Podczas zwiedzania pałacu w Kamieńcu Ząbkowickim, wybudowanego wg projektu Karla Friedricha Schinkla, znanego z wielu wspaniałych realizacji w Wielkopolsce, osoba oprowadzająca notorycznie unikała informacji o Włodzimierzu Sobiechu, któremu de facto można zawdzięczać, że obiekt ten został uratowany przed całkowitą dewastacją. Pani przewodnik przekazywała informacje w taki sposób, jakby to właśnie dzięki władzom Kamieńca Ząbkowickiego pałac zawdzięczał, że nie popadł w całkowitą ruinę. Jeśli była mowa o pracach zabezpieczających, to jedynie w formie "poprzedni dzierżawca" zrobił to czy tamto - nie wymieniając jego nazwiska. A przecież już za czasów Włodzimierza Sobiecha działała restauracja i były do wynajęcia pokoje hotelowe, pałac można było zwiedzać z przewodnikiem, było czynne wejście na punkt widokowy na wieży zamkowej. Teraz wejścia na nią nie ma, a widok z tarasu jest ograniczony.

W pałacu, poza przysłowiowym "przypudrowaniem" niektórych pomieszczeń i ustawieniem tam licznych tablic poglądowych, od czasu przejęcia obiektu przez gminę zrobiono niewiele. Mogę o tym zaświadczyć, bo bywałem tam wiele razy niemal od początku przejęcia obiektu przez Włodzimierza Sobiecha. Jako pamiątkę pobytu już w 1988 r. podarował nam książkę z dedykacją.

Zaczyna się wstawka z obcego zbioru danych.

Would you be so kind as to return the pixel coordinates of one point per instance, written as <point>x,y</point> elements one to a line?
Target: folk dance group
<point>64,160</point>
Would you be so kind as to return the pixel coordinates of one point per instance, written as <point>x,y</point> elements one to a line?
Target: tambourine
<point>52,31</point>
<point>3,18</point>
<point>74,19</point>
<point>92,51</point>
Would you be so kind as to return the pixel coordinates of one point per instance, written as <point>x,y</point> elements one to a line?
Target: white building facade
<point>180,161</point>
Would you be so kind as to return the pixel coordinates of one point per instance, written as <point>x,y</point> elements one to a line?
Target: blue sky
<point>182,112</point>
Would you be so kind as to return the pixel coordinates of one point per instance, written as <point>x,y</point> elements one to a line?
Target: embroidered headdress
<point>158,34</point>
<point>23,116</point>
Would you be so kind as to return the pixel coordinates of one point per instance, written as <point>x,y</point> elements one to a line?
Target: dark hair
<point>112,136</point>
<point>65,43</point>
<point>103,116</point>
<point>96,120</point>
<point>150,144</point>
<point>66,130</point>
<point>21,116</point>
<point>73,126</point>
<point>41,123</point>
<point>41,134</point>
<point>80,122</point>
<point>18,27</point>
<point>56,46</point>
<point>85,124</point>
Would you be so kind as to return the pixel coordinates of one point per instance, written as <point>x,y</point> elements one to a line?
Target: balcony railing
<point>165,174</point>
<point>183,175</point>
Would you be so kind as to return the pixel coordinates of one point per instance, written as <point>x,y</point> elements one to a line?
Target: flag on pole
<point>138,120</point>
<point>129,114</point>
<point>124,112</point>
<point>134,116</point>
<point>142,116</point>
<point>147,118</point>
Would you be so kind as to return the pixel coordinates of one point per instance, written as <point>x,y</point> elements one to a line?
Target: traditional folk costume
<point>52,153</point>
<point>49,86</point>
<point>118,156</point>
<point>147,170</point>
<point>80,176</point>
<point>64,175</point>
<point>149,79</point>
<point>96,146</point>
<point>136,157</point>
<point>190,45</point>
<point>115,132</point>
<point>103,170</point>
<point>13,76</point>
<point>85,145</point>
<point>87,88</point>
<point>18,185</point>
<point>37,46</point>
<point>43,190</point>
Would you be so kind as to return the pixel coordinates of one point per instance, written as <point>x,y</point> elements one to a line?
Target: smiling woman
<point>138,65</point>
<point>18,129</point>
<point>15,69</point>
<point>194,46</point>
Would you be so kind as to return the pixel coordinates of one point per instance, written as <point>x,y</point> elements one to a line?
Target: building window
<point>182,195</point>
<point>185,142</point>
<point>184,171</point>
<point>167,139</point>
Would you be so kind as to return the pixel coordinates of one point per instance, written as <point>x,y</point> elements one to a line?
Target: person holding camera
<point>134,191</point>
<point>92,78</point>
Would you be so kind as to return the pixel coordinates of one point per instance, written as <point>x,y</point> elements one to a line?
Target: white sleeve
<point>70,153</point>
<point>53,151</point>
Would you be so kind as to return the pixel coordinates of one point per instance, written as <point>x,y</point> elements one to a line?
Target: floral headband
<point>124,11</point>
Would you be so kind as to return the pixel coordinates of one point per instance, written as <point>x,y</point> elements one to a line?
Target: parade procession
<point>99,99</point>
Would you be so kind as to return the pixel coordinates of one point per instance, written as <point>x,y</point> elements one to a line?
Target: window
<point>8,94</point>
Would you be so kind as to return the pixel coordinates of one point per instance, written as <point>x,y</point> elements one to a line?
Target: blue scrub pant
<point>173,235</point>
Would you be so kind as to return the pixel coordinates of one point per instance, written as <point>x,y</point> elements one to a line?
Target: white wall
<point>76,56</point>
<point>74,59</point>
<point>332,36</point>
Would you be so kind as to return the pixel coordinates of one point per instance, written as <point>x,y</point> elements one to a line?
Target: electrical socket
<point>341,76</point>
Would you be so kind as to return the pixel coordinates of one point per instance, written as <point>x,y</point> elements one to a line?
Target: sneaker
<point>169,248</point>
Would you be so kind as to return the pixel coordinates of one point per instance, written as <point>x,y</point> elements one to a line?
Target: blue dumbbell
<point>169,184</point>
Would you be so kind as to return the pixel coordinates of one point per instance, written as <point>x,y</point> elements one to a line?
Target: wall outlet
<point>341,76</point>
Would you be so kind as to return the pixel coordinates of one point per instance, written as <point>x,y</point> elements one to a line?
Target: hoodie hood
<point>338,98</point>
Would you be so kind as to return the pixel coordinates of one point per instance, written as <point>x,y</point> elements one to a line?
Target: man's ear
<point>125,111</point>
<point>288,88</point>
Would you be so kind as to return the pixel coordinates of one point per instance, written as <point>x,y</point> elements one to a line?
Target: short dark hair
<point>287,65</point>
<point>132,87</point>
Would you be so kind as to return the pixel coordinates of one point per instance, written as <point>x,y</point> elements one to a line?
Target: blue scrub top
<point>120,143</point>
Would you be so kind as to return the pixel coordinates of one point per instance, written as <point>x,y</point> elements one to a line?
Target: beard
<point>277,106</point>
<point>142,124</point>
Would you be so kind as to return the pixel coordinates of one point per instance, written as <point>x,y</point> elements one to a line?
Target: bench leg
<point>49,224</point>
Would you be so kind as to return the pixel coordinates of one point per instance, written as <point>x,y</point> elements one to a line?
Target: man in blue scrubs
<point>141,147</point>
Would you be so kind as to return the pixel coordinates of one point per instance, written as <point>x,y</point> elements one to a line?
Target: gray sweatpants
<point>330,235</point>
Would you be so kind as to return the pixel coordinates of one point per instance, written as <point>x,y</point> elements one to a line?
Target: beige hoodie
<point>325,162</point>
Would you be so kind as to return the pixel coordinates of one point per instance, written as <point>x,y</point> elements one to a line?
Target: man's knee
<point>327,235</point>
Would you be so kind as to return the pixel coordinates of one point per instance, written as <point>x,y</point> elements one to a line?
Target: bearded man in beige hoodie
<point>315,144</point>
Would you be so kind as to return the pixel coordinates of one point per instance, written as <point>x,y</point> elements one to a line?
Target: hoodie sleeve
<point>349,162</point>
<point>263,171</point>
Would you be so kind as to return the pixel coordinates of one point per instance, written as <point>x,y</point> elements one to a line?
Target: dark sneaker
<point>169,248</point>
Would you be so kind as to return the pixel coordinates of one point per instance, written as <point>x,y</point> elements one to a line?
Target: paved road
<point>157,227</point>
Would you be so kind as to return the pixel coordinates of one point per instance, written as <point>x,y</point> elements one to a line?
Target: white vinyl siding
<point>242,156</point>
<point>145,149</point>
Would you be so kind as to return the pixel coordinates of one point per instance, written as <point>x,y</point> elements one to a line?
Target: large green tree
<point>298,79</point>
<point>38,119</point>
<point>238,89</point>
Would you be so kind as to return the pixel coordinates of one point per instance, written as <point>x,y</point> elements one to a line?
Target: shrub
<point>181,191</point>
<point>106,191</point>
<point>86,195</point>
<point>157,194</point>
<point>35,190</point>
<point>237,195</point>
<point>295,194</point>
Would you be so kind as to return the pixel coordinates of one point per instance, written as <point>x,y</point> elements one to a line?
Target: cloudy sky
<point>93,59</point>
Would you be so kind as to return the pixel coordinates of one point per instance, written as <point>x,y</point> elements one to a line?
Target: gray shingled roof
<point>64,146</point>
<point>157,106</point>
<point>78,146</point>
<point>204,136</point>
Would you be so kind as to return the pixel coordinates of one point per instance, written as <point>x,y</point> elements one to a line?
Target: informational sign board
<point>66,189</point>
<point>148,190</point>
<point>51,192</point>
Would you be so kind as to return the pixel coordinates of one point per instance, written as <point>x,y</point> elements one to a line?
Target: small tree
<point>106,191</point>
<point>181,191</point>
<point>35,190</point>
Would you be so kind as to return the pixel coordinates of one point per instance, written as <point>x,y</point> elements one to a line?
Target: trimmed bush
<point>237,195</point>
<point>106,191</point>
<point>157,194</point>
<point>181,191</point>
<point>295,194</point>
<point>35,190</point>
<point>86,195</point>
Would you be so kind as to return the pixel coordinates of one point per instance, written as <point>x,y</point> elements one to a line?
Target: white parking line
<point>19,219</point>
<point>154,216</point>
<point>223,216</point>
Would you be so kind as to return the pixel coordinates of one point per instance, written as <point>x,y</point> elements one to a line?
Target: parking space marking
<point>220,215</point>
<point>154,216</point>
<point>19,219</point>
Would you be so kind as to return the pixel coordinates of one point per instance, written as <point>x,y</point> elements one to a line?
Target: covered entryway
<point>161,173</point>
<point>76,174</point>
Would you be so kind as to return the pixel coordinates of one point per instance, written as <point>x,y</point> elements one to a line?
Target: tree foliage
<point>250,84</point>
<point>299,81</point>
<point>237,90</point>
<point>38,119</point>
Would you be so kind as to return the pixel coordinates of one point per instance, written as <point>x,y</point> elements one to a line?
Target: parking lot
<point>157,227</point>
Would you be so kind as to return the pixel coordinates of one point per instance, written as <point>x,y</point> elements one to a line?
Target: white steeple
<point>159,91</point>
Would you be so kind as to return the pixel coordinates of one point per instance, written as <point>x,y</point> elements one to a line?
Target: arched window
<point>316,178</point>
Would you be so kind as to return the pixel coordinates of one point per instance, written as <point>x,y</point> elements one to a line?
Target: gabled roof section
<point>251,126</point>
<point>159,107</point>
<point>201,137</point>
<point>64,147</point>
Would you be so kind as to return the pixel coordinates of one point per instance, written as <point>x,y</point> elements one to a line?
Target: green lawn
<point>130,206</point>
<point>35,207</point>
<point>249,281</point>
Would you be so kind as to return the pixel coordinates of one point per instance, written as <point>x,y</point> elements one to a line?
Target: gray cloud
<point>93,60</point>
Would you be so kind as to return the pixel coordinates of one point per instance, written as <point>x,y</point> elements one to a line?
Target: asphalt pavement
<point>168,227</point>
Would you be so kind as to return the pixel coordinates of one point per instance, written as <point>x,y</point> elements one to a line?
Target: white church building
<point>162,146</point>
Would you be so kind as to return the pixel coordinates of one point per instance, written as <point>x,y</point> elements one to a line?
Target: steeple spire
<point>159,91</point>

Doprawdy zdumiewające, że pomija się nazwisko człowieka, który na prace zabezpieczające i odrestaurowywanie pałacu przeznaczył ogromną sumę 15 mln. zł. W dodatku za zwiedzanie obecnie kasuje się 25 zł. od osoby i turyście na pamiątkę zostawia tylko sam paragon fiskalny.

Obrazek

Obrazek

Obrazek
Obrazek

Awatar użytkownika
Lech
bardzo stary wyga
Posty: 3612
Rejestracja: 08-01-2005 18:39
Lokalizacja: Poznań (spod Moraskiej Góry)

Re: Skandaliczne praktyki w Kamieńcu Ząbkowickim

Postautor: Lech » 22-08-2017 13:33

Włodzimierz Sobiech i jego wpływ na kamieniecki pałac

Wójt Marcin Czerniec przyznał, że lata, kiedy pałac dzierżawił Włodzimierz Sobiech były ciemną kartą w historii obiektu. Niektórzy negują tę wypowiedź.

Na początku roku gmina Kamieniec Ząbkowicki pozyskała od Ministerstwa Kultury i Dziedzictwa Narodowego ponad milion zł na prace mające na celu odremontowanie kolejnych części pałacu Marianny Orańskiej. W lutym w stacji TVN został wyemitowany kilkuminutowy materiał o obiekcie. - To była generalnie ciemna karta w historii obiektu – mówił o wcześniejszych latach i rządach wójt Marcin Czerniec. - Dopiero w 2012 roku kiedy gmina odzyskała swoje prawo do obiektu mogliśmy rozpocząć intensywne działania by to niewątpliwie wspaniałe dzieło mogło odzyskać swój dawny blask i świetność – odpowiadał na słowa dziennikarza szef gminy.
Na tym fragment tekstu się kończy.